Egyptian activist Ahmed Douma freed after presidential pardon
CAIRO: Egyptian activist Ahmed Douma, a leading figure in the country’s 2011 uprising who has spent the last decade behind bars, has been released following a presidential pardon, lawyers said on Saturday.
“President Abdel Fattah al-Sisi... has used his constitutional powers” to pardon several prisoners including Douma, said lawyer Tarek Elawady, a member of the presidential pardons committee.
Prominent rights lawyer Khaled Ali and other activists later posted a picture of Douma leaving Badr prison on Cairo’s outskirts — a facility that has been repeatedly criticised for poor conditions.
Douma was originally sentenced to 25 years in prison in 2015 for clashing with security forces but that was cut to 15 years in 2019. Later that year, Egypt’s top appeals court upheld the reduced sentence, as well as a fine of six million Egyptian pounds ($372,000 at the time).
Douma, now 37, was a leading activist in the 2011 uprising that toppled longtime president Hosni Mubarak. In 2021, he published a collection of poems entitled “Curly”, written while he was held in solitary confinement. The collection was displayed at that year’s Cairo International Book Fair but was quickly pulled for “security reasons”.

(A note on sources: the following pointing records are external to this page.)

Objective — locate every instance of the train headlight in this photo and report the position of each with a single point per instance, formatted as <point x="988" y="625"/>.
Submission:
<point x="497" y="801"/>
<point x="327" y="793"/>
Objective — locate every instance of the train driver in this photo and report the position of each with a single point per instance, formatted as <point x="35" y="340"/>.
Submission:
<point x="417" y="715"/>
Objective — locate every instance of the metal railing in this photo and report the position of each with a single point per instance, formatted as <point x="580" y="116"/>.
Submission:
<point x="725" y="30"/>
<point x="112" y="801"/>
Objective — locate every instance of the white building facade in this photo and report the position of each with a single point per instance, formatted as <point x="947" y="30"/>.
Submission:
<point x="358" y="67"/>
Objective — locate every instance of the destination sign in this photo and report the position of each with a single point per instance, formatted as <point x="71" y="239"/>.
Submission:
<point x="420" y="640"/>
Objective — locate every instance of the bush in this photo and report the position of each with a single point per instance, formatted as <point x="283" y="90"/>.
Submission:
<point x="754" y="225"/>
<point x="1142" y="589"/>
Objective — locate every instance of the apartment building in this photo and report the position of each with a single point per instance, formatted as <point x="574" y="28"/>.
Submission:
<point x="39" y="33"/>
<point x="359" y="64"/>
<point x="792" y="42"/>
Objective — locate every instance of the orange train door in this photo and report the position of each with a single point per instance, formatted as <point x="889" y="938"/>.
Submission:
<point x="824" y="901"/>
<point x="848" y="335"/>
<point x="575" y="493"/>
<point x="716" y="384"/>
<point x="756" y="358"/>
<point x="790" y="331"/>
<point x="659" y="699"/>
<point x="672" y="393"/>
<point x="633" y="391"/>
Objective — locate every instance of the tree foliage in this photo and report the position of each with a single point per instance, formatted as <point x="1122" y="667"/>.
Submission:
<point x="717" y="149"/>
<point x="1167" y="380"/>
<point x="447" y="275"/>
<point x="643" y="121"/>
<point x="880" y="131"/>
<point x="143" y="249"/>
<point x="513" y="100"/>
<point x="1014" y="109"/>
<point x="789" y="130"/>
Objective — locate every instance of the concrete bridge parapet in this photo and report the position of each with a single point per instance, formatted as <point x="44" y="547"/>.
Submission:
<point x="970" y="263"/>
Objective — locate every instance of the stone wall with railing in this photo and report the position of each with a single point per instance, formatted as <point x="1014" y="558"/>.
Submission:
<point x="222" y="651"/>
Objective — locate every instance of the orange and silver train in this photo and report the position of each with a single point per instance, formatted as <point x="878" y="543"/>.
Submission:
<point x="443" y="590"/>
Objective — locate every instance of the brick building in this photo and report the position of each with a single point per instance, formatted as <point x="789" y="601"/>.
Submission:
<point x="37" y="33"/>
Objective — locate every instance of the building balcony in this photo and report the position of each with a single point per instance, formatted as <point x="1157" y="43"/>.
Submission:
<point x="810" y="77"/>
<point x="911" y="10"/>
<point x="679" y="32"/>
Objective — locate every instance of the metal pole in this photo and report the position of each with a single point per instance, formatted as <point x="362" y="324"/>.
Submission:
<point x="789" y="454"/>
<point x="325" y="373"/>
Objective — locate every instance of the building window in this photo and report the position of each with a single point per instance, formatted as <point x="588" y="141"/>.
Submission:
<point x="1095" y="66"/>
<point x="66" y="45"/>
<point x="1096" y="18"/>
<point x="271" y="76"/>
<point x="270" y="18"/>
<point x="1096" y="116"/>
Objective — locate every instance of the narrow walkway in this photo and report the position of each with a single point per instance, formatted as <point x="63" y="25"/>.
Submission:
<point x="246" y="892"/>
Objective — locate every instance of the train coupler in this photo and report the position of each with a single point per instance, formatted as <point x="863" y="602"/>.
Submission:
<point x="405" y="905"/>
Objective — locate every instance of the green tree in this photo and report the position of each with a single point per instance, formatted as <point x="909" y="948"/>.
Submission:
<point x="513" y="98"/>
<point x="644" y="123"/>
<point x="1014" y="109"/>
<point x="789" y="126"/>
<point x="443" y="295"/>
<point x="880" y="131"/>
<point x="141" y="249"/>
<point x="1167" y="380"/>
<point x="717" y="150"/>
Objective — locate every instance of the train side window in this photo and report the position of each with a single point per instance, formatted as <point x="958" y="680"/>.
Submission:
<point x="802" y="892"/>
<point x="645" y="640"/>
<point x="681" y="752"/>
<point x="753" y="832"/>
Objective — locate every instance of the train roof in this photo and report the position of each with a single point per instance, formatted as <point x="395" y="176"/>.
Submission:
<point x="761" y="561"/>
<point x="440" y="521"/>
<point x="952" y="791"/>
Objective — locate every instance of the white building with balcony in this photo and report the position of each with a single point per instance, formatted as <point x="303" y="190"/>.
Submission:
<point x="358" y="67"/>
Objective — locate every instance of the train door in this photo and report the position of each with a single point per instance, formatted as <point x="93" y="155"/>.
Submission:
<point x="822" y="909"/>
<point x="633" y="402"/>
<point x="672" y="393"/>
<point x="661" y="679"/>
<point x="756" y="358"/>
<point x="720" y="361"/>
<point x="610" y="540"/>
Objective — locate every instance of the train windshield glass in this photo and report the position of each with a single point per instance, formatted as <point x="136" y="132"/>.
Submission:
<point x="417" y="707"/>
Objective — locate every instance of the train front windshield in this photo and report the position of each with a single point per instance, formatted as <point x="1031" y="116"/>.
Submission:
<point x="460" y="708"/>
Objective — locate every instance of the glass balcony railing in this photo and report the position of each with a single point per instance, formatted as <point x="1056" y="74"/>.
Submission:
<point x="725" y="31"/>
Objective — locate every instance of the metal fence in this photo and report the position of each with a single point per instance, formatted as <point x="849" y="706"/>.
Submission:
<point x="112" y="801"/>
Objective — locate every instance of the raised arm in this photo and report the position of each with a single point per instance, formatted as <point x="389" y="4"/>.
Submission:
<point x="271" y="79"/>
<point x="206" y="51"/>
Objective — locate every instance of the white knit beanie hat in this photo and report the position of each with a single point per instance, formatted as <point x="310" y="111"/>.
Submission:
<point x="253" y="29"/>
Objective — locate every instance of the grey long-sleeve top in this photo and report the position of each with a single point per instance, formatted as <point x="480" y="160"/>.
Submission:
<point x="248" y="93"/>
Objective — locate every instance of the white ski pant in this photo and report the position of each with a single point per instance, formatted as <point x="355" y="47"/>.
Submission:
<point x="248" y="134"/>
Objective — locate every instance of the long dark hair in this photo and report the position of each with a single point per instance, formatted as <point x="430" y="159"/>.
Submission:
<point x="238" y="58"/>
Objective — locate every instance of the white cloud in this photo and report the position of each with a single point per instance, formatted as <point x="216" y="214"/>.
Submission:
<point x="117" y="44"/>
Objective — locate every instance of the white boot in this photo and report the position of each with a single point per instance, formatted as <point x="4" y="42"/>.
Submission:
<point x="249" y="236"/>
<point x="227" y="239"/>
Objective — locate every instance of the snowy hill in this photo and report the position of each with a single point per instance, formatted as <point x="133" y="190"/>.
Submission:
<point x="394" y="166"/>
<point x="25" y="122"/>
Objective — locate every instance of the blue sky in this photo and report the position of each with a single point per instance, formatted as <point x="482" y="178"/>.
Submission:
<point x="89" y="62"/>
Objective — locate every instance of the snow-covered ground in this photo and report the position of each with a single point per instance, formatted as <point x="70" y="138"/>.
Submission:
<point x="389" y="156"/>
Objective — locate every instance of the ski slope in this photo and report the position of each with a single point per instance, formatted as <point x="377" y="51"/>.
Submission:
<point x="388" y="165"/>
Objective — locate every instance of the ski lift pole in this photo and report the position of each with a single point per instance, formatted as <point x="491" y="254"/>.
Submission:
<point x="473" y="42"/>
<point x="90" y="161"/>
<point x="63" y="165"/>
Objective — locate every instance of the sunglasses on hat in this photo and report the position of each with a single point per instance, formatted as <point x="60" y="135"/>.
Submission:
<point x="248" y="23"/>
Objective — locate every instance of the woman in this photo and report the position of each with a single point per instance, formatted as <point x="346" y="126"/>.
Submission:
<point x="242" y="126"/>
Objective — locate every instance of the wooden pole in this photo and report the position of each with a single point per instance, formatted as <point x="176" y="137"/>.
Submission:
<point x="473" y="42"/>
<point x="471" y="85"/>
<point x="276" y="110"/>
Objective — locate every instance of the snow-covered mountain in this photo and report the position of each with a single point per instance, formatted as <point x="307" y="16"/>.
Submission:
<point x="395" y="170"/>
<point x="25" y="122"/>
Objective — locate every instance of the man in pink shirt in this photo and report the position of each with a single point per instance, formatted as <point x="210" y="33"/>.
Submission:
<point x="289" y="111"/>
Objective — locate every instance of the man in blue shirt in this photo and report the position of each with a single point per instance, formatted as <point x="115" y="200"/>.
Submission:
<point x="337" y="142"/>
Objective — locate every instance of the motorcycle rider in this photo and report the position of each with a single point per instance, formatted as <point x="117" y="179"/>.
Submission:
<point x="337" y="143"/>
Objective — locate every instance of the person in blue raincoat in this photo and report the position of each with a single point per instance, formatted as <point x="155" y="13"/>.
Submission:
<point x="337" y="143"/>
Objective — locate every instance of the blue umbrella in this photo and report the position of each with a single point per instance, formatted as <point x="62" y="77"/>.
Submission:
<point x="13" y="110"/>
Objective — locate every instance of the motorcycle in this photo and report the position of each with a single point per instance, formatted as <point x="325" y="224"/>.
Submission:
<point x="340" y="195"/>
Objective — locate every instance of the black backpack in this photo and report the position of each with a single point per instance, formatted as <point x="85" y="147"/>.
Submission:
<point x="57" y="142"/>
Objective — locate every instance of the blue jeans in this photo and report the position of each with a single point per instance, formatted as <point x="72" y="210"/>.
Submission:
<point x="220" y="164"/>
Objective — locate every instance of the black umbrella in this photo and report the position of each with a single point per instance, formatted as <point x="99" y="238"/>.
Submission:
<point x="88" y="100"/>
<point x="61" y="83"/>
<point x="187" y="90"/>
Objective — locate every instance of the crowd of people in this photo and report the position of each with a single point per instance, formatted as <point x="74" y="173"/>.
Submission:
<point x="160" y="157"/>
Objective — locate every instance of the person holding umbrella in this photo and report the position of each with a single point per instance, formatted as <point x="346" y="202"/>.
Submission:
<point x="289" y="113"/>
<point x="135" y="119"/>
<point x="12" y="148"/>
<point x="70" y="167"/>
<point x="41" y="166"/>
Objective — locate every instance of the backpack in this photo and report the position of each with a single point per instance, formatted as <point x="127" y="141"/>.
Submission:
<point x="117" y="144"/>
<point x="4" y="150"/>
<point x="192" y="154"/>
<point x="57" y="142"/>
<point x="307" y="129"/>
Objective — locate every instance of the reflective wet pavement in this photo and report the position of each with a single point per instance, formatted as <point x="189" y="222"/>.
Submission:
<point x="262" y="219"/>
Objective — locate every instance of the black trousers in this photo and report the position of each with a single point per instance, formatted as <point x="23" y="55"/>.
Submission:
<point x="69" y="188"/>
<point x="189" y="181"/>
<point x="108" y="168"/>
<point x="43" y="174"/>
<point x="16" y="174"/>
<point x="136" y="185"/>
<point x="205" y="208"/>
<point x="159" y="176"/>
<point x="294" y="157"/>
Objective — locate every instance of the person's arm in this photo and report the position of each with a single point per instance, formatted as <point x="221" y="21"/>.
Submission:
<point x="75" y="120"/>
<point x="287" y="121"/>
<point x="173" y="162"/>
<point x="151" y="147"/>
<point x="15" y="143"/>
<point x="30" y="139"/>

In one of his poems from prison, Douma writes: “There’s no time for depression, no opportunity for sadness, the flood is raging.” He was arrested in the sweeping crackdown that followed the army’s 2013 ouster of Mohamed Morsi, the Islamist elected after the uprising. Pro-democracy campaigners as well as Islamists were detained in mass arrests that drew international condemnation.